Second Chance Rescue Center Timeline
July 22, 2011, 4:52 PM
SIOUX FALLS, SD -
People in the Sioux Falls area have one less place to take abandoned pets or stray animals.
This Sunday, the Second Chance Rescue Center will close its doors for good. That appears to be the final chapter in the center's five-year history that was always clouded with controversy.
Second Chance Rescue Center started to take in stray and rescued animals in early 2007, but starting those services was delayed when work to the shelter took longer than anticipated. In late December 2006, just days before the shelter would take in its first animal, more than a dozen people resigned from their positions with the center.
"I know I had my vested interest in Second Chance but felt that I was compelled to take the action that I did namely because of irreconcilable differences," Executive Director Scott Nelson said on December 28, 2008.
With Scott Nelson's resignation, founder Rosey Quinn would become the executive director.
"It doesn't affect us at all the city is well aware of everything that is going on and we're ready to go," Quinn said on December 28, 2008.
In January 2007, the shelter started to take in animals. At the time, it had room to hold 45 dogs and 45 cats.
Second Chance then operated mostly out of the headlines, until September 2009. That's when the center coordinated a raid of a Turner County dog breeder.
"The big issue is the conditions they were living in that seems to be the big issue right now. Bad conditions, unsafe conditions, basically for the animals to be in," Quinn said on September 2, 2009.
A week later, Dan Christensen was charged with 173 counts of inhumane treatment of an animal. But in July of 2010, those charges were dropped when a judge ruled that the raid was illegal and evidence from that raid was tossed out. That prompted Christensen to file a five million dollar lawsuit against Second Chance and several others.

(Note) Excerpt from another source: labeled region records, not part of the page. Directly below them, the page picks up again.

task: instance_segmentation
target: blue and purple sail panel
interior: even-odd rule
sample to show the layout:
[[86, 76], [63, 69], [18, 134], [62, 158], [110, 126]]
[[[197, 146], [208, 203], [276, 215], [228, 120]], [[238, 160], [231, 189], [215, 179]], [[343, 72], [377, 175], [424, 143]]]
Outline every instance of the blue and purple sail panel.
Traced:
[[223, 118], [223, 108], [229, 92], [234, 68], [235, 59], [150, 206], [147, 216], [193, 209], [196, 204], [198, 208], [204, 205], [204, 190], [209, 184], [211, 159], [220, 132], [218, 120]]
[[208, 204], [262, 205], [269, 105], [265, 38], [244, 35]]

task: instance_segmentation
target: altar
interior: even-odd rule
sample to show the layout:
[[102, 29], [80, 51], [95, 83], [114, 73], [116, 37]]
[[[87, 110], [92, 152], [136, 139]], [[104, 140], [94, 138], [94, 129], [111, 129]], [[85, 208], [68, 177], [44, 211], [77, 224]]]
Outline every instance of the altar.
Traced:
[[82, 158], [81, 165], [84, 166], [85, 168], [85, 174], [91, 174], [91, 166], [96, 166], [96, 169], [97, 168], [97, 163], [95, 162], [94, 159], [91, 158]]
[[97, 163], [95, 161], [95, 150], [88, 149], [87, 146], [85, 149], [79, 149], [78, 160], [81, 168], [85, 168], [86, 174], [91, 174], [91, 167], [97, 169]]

In May of 2010, Quinn was fired from the center by the Board of Directors. Board members said they wanted to stop focusing on the past and look for the future.
"We're hoping that the public and everyone will get behind us and help us out with this," Treasurer Kathy Holm said on May 13.
But it appears that has not happened, and come Sunday, the doors of Second Chance will close for good.
The official release from Second Chance says financial and other issues are to blame for the closure. But the most recent manager of the center says Second Chance has been in financial troubles for several years and the closure isn't because of recent problems.